La richiesta di Igp era stata avanzata nel lontano 2011 da Assocantuccini, presieduta daUbaldo Corsini.

Per la regione Toscana, con i Cantucci, arriva la 29esima registrazione come Indicazione geografica protetta.

Le origini

L’origine dei cantuccini risale al XVI secolo. Il loro nome derivare da “canto” (parte di un insieme), ma anche da “cantellus”(in latino “pezzo o fetta di pane”). Originariamente erano salati e venivano consumati dai soldati romani.
La versione dolce del biscotto arriva in Inghilterra e in Toscana dal XIV secolo, in seguito alla diffusione della coltivazione della canna da zucchero.

Nel ‘500, arrivano alla corte dei Medici, anche se, all’epoca la ricetta non prevedeva l’uso delle mandorle. Nel ‘700 si diffondono diverse varianti dei cantucci e nel ‘900 i cantuccini alle mandorle iniziano ad essere prodotti in tutta la Toscana.

Prato ha da sempre rivendicato la leadership sui cantucci, che sono stati riconosciuti con il titolo generico di “cantucci toscani”. Anche se i pratesi stanno cercando un’altra strada per il riconoscimento, quella del marchio “biscotti di prato”.

La ricetta

Ingredienti
– 500 gr di farina bianca
– 1 arancia
– 250 gr di mandorle sgusciate
– 4 uova
– 1 bustina di lievito per dolci vanigliato
– una noce di burro

Procedimento:

Fare tostare le mandorle in forno a 180°. In una ciotola, mettere farina setacciata, le uova e aggiungete il lievito e mescolare bene l’impasto.

Successivamente grattugiare la buccia dell’arancia unirla al composto.

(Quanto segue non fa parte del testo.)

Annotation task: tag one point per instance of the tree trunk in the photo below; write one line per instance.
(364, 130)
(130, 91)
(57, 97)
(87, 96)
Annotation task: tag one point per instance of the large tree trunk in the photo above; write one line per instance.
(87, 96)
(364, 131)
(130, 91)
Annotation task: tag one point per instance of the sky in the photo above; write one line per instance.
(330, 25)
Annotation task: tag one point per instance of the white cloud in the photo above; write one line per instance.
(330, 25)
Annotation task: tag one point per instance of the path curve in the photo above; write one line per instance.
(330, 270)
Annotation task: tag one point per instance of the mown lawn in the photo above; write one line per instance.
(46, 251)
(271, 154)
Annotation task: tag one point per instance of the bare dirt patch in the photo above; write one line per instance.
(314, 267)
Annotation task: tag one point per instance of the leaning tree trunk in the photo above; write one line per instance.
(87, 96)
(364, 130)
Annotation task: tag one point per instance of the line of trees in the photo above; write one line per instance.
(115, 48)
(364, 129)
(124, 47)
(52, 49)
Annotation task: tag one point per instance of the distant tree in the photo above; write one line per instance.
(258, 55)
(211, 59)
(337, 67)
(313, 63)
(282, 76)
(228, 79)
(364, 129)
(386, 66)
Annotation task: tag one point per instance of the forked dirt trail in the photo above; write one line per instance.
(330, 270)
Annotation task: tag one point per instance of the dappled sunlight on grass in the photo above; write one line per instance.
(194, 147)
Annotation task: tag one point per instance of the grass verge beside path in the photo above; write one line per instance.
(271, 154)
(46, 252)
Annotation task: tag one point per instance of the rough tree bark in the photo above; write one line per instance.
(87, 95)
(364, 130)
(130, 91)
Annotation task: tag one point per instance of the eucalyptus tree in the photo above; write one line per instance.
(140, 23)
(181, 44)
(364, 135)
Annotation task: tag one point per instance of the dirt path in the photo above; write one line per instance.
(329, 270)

Tritare grossolanamente una parte delle mandorle e versale nell’impasto dei cantucci, insieme a quelle intere.

A questo punto versare con un cucchiaio parte dell’impasto su una teglia rivestiva con la carta da forno: dare una forma allungata all’impasto.

Dopo infornare a 180° per circa una ventina di minuti. Terminata la cottura, fare raffreddare il dolce, per poi affettarlo in senso obliquo, così da dare ai biscotti la lo caratteristica forma. Disporre i biscotti sulla teglia e infornare per altri 5 minuti.

I cantucci vanno serviti cosparsi con un velo sottile di zucchero a velo e con un bicchierino di vin santo.